Buch-Tipp: Claudia Siefen-Leitich – Alice in Illness

Außer Betrieb

Wenn die Frau krank wird – gerät zunächst einmal der Haushalt ins Stocken. So wollen es Klischee und Konvention, die überall Einfluss nehmen, also auch im ­Kino. Für kranke Frauen im Film allerdings sind Berge schmutziger Wäsche und ungebügelter Hemden das kleinere bis gar kein Übel, steht doch die Krankheit der Frau im Film im Allgemeinen in einem wesentlich glamouröseren Kontext als die Krankheit der Frau im Zuschauerinnenraum. Nicht nur wird die Leinwandkranke oft von einer Leinwandgöttin verkörpert, sie lebt gern auch in sorgenfreien Verhältnissen, dergestalt, dass andere (Frauen natürlich) sich um die Wäsche kümmern, sie mit Tee und Suppe versorgen. Wenn es nicht gerade der Mann ist, der mit einem verdächtig illuminierten Glas Milch auf dem Tablett die Treppe zu ihrem Schlafgemach, jetzt Siechenlager, hinansteigt – wie 1941 der undurchschaubare Cary Grant zu Joan Fontaine in »Verdacht« von Alfred Hitchcock.

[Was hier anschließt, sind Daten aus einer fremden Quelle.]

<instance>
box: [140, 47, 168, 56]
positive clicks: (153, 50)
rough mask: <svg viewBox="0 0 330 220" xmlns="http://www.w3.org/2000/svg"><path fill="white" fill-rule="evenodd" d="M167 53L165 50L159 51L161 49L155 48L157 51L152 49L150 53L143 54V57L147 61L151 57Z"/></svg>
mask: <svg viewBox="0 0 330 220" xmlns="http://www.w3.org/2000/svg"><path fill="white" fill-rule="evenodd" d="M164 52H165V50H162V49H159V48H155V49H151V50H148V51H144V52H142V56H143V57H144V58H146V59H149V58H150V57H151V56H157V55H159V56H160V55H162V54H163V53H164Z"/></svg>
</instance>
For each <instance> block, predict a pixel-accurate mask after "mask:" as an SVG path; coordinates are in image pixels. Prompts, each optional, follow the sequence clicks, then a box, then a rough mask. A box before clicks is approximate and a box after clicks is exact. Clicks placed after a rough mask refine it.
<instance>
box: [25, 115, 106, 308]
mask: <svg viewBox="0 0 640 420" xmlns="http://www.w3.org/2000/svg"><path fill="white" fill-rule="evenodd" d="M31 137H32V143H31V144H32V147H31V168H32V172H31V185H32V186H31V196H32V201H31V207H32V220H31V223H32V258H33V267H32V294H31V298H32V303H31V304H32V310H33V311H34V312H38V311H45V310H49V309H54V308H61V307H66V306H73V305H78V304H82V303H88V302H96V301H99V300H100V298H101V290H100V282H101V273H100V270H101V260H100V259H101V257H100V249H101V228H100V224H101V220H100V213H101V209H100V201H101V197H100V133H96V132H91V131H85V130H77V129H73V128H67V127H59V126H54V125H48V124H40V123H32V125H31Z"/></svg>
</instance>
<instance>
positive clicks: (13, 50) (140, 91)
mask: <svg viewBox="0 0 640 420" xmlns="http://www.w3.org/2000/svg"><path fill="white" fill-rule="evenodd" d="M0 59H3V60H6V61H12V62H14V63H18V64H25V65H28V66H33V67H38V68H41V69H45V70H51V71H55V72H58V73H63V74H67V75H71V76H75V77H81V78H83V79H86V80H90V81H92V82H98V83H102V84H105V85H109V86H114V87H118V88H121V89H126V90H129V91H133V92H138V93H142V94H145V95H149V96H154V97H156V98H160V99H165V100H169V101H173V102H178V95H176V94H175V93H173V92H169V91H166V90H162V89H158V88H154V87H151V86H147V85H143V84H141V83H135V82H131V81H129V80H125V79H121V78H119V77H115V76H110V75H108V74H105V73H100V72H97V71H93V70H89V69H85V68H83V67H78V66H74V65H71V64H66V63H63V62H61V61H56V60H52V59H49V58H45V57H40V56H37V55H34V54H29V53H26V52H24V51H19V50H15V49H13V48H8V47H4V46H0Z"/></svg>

In »Alice in Illness. ›Kranke‹ Frauen im Film« macht sich Claudia Siefen-Leitich so ihre Gedanken zum Bild des Leidens und der Hilflosigkeit, das die ans Bett gefesselte Figur bietet. Allerdings sind dies keine geordneten Gedanken, sie folgen nicht akademischer und auch nicht argumentativer Konvention, wollen keine filmwissenschaftliche Untersuchung ergeben und auch keinen filmhistorischen Abriss. Sie sind viel mehr ein frei flottierender Gedankenspaziergang durch ein mit vielerlei Zitaten zum Thema und zahlreichen Filmstills bettlägeriger Frauen illustriertes Gelände, assoziativ, mäandernd und unbekümmert. Ein Denk-Rhizom mit Angebot zum Weiterspinnen.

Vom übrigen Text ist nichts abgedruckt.